With Benny and Dixie Carl there are two brothers in the band which according to R. Bote isn't a problem but "really a blessing as they're both on the same wavelength".  The singer tells us that this isn't the only way the Carls are in tune. They also share identical tattoos of "two rats shagging with the headline South in Your Mouth 2015." No tattoo of The Tip logo edged into Benny's skin so far: "Every time I got one of my past bands tattooed on me, it broke up soon after."

When it comes to the visual aspect of the band both singer and bassist agree: " It's always been important and it's part of a great rock show.

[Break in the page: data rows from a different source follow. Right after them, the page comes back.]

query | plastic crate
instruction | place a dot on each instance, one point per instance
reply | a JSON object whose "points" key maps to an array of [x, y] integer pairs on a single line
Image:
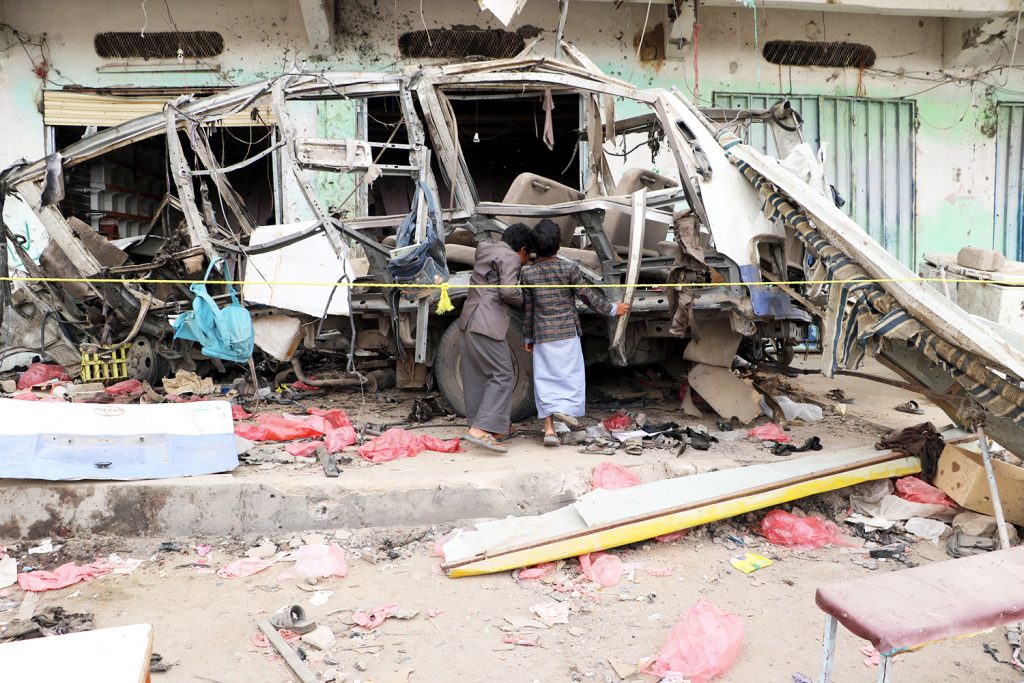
{"points": [[104, 365]]}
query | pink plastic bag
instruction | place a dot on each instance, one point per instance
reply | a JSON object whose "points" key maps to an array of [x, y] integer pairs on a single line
{"points": [[246, 566], [537, 571], [276, 428], [704, 644], [769, 432], [40, 373], [339, 439], [376, 616], [122, 388], [610, 475], [784, 528], [616, 422], [336, 417], [317, 561], [601, 567], [919, 491], [64, 575], [303, 449], [396, 443]]}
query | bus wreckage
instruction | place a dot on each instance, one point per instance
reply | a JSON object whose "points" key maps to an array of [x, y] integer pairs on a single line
{"points": [[706, 237]]}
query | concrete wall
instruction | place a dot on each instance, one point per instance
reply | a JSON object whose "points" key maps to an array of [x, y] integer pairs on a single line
{"points": [[955, 146]]}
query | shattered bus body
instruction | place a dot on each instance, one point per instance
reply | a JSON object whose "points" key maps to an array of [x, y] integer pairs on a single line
{"points": [[711, 235]]}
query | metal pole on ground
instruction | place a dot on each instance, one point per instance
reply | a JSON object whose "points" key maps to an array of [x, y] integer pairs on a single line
{"points": [[993, 489]]}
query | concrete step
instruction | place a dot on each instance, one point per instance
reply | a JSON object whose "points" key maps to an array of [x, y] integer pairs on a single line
{"points": [[430, 488]]}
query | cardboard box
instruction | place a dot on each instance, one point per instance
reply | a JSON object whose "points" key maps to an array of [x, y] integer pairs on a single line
{"points": [[962, 476]]}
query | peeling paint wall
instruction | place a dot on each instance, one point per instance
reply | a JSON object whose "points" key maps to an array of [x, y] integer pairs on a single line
{"points": [[955, 143]]}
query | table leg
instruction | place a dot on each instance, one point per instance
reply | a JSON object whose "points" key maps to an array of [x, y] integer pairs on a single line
{"points": [[885, 669], [828, 648]]}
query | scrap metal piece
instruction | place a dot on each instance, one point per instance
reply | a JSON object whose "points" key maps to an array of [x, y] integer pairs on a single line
{"points": [[637, 224]]}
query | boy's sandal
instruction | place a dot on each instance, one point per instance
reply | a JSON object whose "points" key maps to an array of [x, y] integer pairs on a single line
{"points": [[910, 407], [509, 435], [486, 441]]}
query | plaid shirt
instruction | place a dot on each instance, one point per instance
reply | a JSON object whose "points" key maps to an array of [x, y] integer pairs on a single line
{"points": [[551, 313]]}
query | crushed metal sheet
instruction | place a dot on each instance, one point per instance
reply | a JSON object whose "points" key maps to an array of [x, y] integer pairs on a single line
{"points": [[68, 441]]}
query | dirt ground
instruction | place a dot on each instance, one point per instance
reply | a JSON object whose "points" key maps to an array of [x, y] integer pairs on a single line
{"points": [[206, 624]]}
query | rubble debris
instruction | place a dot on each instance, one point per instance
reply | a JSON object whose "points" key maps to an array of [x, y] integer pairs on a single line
{"points": [[730, 396], [293, 617], [372, 619], [298, 667], [702, 644], [750, 562], [611, 518], [246, 566], [58, 440], [185, 381], [602, 568], [962, 475]]}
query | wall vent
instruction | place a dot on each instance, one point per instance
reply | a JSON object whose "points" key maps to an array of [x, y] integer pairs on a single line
{"points": [[159, 45], [808, 53], [460, 43]]}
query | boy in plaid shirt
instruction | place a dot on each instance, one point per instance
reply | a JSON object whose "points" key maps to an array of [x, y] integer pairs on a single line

People want to listen to great music but also be entertained visually. The music comes first but looks matter as long as you don't take it all too seriously. When you look all the way back to Rock'n'Roll origins, guys like Elvis and Chuck Berry looked already dapper then."

Originally the band was supposed to be called The Drip "but the name was already taken. The Tip is tongue in cheek" , says the singer with the dirty sounding pipes. "The Tip also used to be slang in the Mississippi Delta for the hottest girl in the room. It fits our blues roots."

In the States the band has opened for The Darkness and Buckcherry amongst others. Now the band wants to conquer Europe. Bote says: "Bands like Motörhead, Rival Sons or Airbourne have been building and growing their following through constant touring. We want to do the same!"

With SAILOR'S GRAVE this could very well happen. The nine songs don't beat around the bush. Short but sweet says Benny Carl, "many of the old records we like have nine to eleven songs on them. Besides, as our name suggests we want you to want more." Bassist Bote adds: "The length of the record also enabled us to press Vinyl at the best possible quality." The Tip surely makes a lot of great points.

- Martin Buchenberger

THE TIP/ SAILOR'S GRAVE REVIEW

Armed with every Blues Rock card in the their sleeves....

If Aerosmith and a few stray dogs were forced into the act of love making, the resulting bastards would probably write an opener like 'Struttin'. The blues harp and the Steven Tyler like tone of the vocals, and also all the little screams and raps give the song a Toxic Twin stamp that can't be missed.  Quite cheeky and naughty how the hot heads from Nashville's The Tip present themselves here on the follow up to their debut album. These boys borrow without guilt but not without talent: 'Ain't Fakin' It' sounds at the start like an old Sweet banger.... or was it Gary Glitter? In 'Whiskey & Coke' you can hear the influence of Mr. (Lemmy) Kilmister. The closing title track on the other hand is a wonderful melancholic sailor shanty. Dirty blues-rock with pinches of sleaze creates havoc and is the foundation for catchiness that permanently gets into ones head and continually releases bursts of ecstasy. SAILOR'S GRAVE surely sounds fat, is danceable and suited to party to.  The band's apparent influences fuse together into a nicely hot and complete package. What's the expression? Oh yeah - Up-and-Coming. And that's exactly what The Tip sounds like.